According to F-Secure's chief research officer, Mikko Hypponen, governments had ramped up use of defence contractors to increase their ability to attack foreign nations through software exploits.
Hypponen noted the US' largest defence contractors seeking to fill more than 200 roles that required top secret security expertise.
Those professionals would be tasked with developing and stockpiling exploits against PCs, smartphones and enterprise systems aimed at crippling a foreign government's network, he said.
"The cyber arms race has started," Hypponen told AusCERT 2012 delegates on the Gold Coast this week.
"We're in the middle of all technically capable nations stockpiling on cyber arms for their own arsenals.
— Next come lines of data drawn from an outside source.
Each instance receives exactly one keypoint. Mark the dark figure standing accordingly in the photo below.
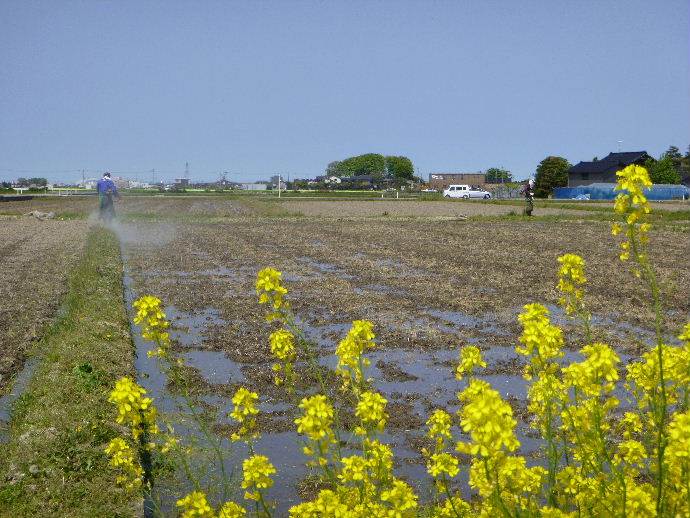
(106, 194)
(528, 191)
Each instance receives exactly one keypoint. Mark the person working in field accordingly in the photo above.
(528, 192)
(107, 191)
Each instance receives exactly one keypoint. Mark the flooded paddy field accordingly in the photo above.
(428, 286)
(429, 281)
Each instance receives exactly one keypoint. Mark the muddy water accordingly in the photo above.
(421, 380)
(416, 381)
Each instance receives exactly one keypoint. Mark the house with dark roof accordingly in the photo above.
(604, 170)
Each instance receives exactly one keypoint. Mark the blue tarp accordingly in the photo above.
(605, 191)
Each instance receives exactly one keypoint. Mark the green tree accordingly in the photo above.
(663, 170)
(40, 182)
(334, 168)
(673, 152)
(498, 175)
(371, 163)
(551, 172)
(400, 166)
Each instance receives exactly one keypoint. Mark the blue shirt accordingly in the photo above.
(104, 185)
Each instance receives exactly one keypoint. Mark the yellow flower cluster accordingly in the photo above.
(355, 469)
(317, 418)
(257, 471)
(632, 204)
(470, 358)
(371, 410)
(196, 505)
(270, 289)
(151, 317)
(134, 410)
(351, 363)
(401, 499)
(443, 464)
(123, 458)
(244, 402)
(597, 374)
(571, 276)
(439, 425)
(231, 510)
(283, 348)
(380, 458)
(488, 419)
(316, 423)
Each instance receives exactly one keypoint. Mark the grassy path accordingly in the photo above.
(54, 464)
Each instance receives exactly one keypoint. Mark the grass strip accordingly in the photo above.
(54, 463)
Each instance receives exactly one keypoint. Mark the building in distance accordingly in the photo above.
(604, 170)
(440, 181)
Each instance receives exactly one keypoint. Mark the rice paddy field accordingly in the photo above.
(432, 276)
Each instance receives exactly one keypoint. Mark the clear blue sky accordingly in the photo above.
(261, 87)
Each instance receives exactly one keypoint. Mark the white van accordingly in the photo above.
(465, 191)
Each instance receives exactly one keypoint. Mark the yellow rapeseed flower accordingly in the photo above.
(633, 206)
(541, 340)
(316, 419)
(351, 363)
(354, 469)
(371, 409)
(134, 410)
(488, 419)
(123, 457)
(231, 510)
(571, 277)
(401, 498)
(195, 505)
(244, 412)
(151, 317)
(270, 289)
(595, 375)
(442, 464)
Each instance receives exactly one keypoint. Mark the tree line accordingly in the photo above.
(373, 164)
(670, 168)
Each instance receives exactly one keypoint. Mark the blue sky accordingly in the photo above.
(261, 87)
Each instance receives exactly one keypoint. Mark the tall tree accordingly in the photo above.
(334, 168)
(498, 175)
(673, 152)
(663, 170)
(371, 164)
(551, 172)
(400, 167)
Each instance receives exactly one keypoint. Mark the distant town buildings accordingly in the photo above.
(604, 170)
(440, 181)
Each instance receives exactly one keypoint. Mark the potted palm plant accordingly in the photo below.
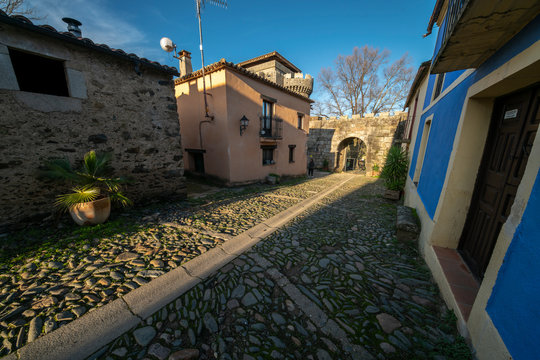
(93, 188)
(394, 172)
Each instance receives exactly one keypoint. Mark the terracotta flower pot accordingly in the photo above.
(91, 213)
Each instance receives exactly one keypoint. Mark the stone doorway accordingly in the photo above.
(351, 155)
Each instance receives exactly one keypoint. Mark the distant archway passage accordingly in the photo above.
(351, 155)
(330, 139)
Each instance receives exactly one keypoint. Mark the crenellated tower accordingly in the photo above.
(274, 67)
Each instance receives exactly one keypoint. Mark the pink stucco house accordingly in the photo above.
(269, 94)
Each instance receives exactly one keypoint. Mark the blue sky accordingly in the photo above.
(310, 33)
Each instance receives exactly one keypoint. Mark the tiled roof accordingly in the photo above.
(274, 55)
(47, 30)
(239, 69)
(434, 16)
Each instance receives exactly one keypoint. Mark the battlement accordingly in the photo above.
(298, 83)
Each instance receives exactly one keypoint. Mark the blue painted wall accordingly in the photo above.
(447, 111)
(515, 300)
(450, 77)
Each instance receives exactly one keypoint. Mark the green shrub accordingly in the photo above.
(91, 181)
(394, 172)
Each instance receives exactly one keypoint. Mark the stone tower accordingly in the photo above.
(273, 66)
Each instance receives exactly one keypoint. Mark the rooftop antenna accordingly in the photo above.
(199, 5)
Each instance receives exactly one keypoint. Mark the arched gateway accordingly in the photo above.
(351, 155)
(348, 143)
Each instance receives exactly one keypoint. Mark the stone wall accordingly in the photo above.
(116, 110)
(326, 135)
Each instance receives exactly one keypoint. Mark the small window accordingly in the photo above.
(267, 114)
(39, 74)
(291, 153)
(438, 85)
(268, 155)
(300, 121)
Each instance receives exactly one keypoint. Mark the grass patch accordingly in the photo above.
(48, 242)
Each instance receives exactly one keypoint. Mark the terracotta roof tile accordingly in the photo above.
(239, 69)
(274, 55)
(48, 30)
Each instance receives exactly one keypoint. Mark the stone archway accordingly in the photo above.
(328, 137)
(351, 155)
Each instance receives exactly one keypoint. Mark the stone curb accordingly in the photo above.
(83, 337)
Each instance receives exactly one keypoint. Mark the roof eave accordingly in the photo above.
(222, 64)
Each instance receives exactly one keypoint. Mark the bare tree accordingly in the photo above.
(17, 7)
(365, 82)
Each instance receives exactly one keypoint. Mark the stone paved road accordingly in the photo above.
(332, 284)
(44, 288)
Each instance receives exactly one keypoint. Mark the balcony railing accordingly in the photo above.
(271, 127)
(474, 30)
(452, 16)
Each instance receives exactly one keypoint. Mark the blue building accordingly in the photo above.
(474, 170)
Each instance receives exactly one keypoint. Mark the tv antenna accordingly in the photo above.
(200, 4)
(168, 46)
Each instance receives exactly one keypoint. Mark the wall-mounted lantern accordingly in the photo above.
(244, 121)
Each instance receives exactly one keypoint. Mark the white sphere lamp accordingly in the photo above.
(167, 44)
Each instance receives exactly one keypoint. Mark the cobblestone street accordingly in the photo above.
(331, 284)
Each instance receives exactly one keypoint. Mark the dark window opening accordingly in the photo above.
(197, 162)
(267, 114)
(438, 86)
(268, 155)
(39, 74)
(291, 153)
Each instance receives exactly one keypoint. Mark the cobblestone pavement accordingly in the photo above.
(331, 284)
(45, 288)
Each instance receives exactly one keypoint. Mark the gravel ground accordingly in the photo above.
(331, 284)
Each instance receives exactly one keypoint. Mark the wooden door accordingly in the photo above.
(513, 128)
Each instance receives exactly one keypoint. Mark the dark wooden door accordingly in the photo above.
(513, 128)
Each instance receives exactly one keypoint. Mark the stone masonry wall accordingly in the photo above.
(133, 116)
(326, 135)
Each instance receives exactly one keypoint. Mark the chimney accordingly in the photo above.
(185, 63)
(73, 26)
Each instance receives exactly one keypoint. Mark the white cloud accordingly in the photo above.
(99, 23)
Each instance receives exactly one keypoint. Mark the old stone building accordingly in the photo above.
(62, 95)
(352, 143)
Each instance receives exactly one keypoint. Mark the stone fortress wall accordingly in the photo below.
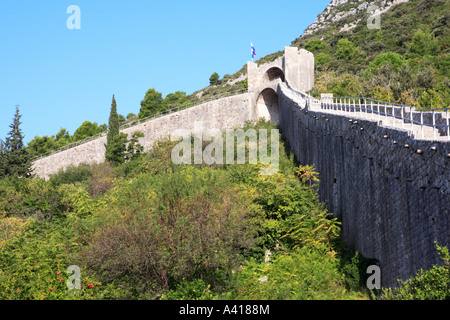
(393, 200)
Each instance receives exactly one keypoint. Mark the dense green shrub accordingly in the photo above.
(433, 284)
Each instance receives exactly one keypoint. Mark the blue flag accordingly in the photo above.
(253, 50)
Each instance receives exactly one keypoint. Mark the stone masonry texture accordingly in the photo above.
(392, 200)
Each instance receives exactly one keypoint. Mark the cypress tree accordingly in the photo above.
(2, 158)
(113, 122)
(16, 160)
(115, 141)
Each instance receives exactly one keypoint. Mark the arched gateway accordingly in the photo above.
(295, 68)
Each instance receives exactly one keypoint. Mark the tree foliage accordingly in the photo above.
(15, 160)
(153, 103)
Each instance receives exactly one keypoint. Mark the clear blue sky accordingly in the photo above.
(61, 77)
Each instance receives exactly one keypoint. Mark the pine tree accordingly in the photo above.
(15, 159)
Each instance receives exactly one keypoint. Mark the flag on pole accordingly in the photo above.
(253, 50)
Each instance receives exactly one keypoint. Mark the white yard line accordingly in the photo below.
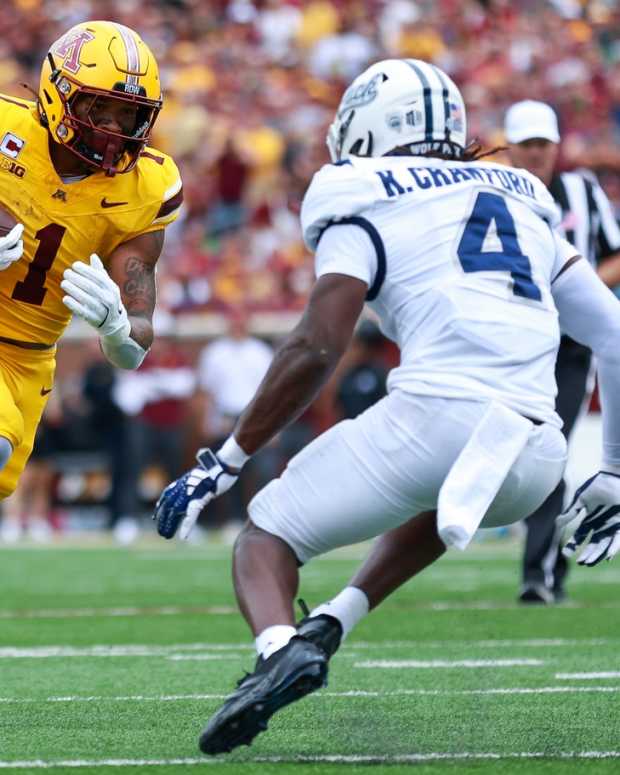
(588, 676)
(319, 759)
(181, 650)
(448, 663)
(347, 694)
(224, 610)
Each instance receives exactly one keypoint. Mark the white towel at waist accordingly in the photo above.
(478, 473)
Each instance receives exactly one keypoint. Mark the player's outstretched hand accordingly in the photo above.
(183, 500)
(597, 502)
(94, 296)
(11, 246)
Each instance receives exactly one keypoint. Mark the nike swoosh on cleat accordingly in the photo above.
(105, 203)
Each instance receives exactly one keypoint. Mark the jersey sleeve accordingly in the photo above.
(346, 249)
(165, 180)
(337, 191)
(564, 251)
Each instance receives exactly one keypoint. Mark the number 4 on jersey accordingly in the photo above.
(490, 207)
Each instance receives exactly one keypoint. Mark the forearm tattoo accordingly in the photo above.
(139, 287)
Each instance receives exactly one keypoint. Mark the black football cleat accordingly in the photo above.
(290, 673)
(324, 631)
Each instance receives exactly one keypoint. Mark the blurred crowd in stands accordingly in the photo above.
(250, 87)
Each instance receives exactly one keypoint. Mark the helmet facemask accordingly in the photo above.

Cyber arms don't last very long, they go bad or rot away as those exploits get found so they have to keep a current stockpile."
That security expertise and the exploits was being hired by those contractors on behalf of governments worldwide.
The growing attempts to build their capability online, which can be sourced as far back as 2005 according to Hypponen, also placed private security experts in a compromising situation as they decided whether to protect their clients from government-sponsored exploits.
"I don't have to think about it ... We should and we are detecting [government-made] trojans," he declared.
"That's of course a delicate subject because at the same time we are working with the government and we are working with police to hunt down online criminals. But at the same time, we can't help them with this.
"I can see why they want to use trojans, go ahead and use them, don't tell us about it. We will try to detect them."
DDoS as legal protest?
Hypponen also warned that the distributed denial of service techniques used by highly visible hactivist groups like Anonymous and LulzSec may not remain as demonised as it currently is by governments and modern legal systems.
"According to current laws in almost any country it isn't, but maybe one day it will be because [hacktivists] will grow up," he said.
The use of DDoS to protest restrictive potential laws like SOPA or PIPA appeared contradictory to Hypponen, who said it only increased the perceived need to pass such laws in order to block the source of such attacks.
However, he suggested that denial of service could ultimately be levelled with physical sit-in protests as knowledge and understanding of such groups evolved.